L'art.191, al.1er et 2, C.instr.crim., modifié par la loi du 26 nov.1936, r.a.Dh.13 janv.1937, prévoyait que « si le fait n'est qu'une contravention de police et si la partie publique, la partie civile ou le prévenu n'a pas demandé le renvoi, le tribunal (correctionnel) appliquera la peine et statuera, s'il y a lieu, sur les dommages-intérêts ».
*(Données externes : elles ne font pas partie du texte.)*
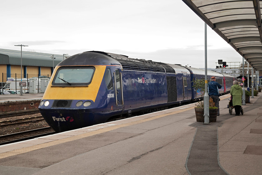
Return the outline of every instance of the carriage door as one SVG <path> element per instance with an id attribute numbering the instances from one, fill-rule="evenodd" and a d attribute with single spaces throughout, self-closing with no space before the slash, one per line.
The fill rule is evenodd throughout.
<path id="1" fill-rule="evenodd" d="M 187 89 L 187 73 L 183 73 L 183 94 L 184 100 L 188 99 L 188 92 Z"/>
<path id="2" fill-rule="evenodd" d="M 117 106 L 122 106 L 124 104 L 123 99 L 123 87 L 122 84 L 122 73 L 119 67 L 116 67 L 114 72 L 115 104 Z"/>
« Dans ce cas, le jugement sera en dernier ressort ».
Cette dispositions ne visait que le cas où, à la suite de l'instruction et des débats, le tribunal
décidait que l'infraction ne constituait pas un délit mais une contravention. Elle ne pouvait pas contre recevoir application lorsque, d'après les termes mêmes de la citation ou de l'ordonnance de renvoi du juge d'instruction le tribunal correctionnel avait été saisi d'une contravention.
Les parties avaient alors la faculté d'opposer l'exception d'incompétence et le tribunal devait y faire droit (Le Poittevin, Art.192, n°s 2 s).
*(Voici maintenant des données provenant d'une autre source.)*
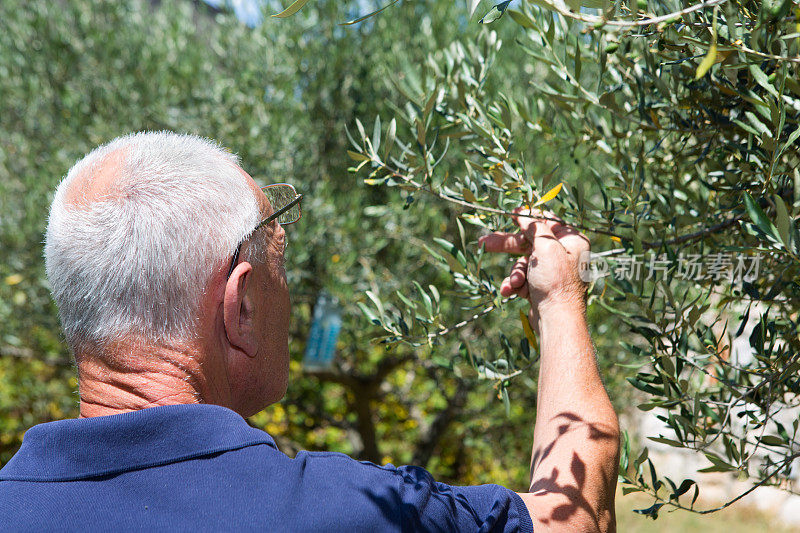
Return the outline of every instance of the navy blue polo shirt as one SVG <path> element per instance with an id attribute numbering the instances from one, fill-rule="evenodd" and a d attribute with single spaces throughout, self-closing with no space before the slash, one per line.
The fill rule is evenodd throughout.
<path id="1" fill-rule="evenodd" d="M 215 405 L 32 427 L 0 470 L 3 531 L 533 531 L 499 485 L 339 453 L 280 452 Z"/>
Les dispositions nouvelles de l'art.255 C.proc.pén. doivent recevoir la même interprétation, car elles visent seulement le cas où, à la suite de l'instruction et des débats, le fait déféré sous la qualification de délit correctionnel ne constitue plus qu'une contravention ou un délit de police.
Comme le jugement ne peut être déclaré « en dernier ressort » que dans l'hypothèse prévue cet art., il appartient à la juridiction du second degré, lorsqu'elle est saisie d'un appel contre un tel jugement, de rechercher la nature exacte de l'infraction poursuivie, de la qualifier et de déclarer l'appel irrecevable lorsque le fait ne constitue qu'un délit de police ou une contravention. Dans le cas contraire, elle doit recevoir l'appel et appliquer les règles propres à la nature de l'infraction reconnue(V.Crim.29 déc.1885, B.C.235 ,D.P.1866.I.192,S.1866.I.310).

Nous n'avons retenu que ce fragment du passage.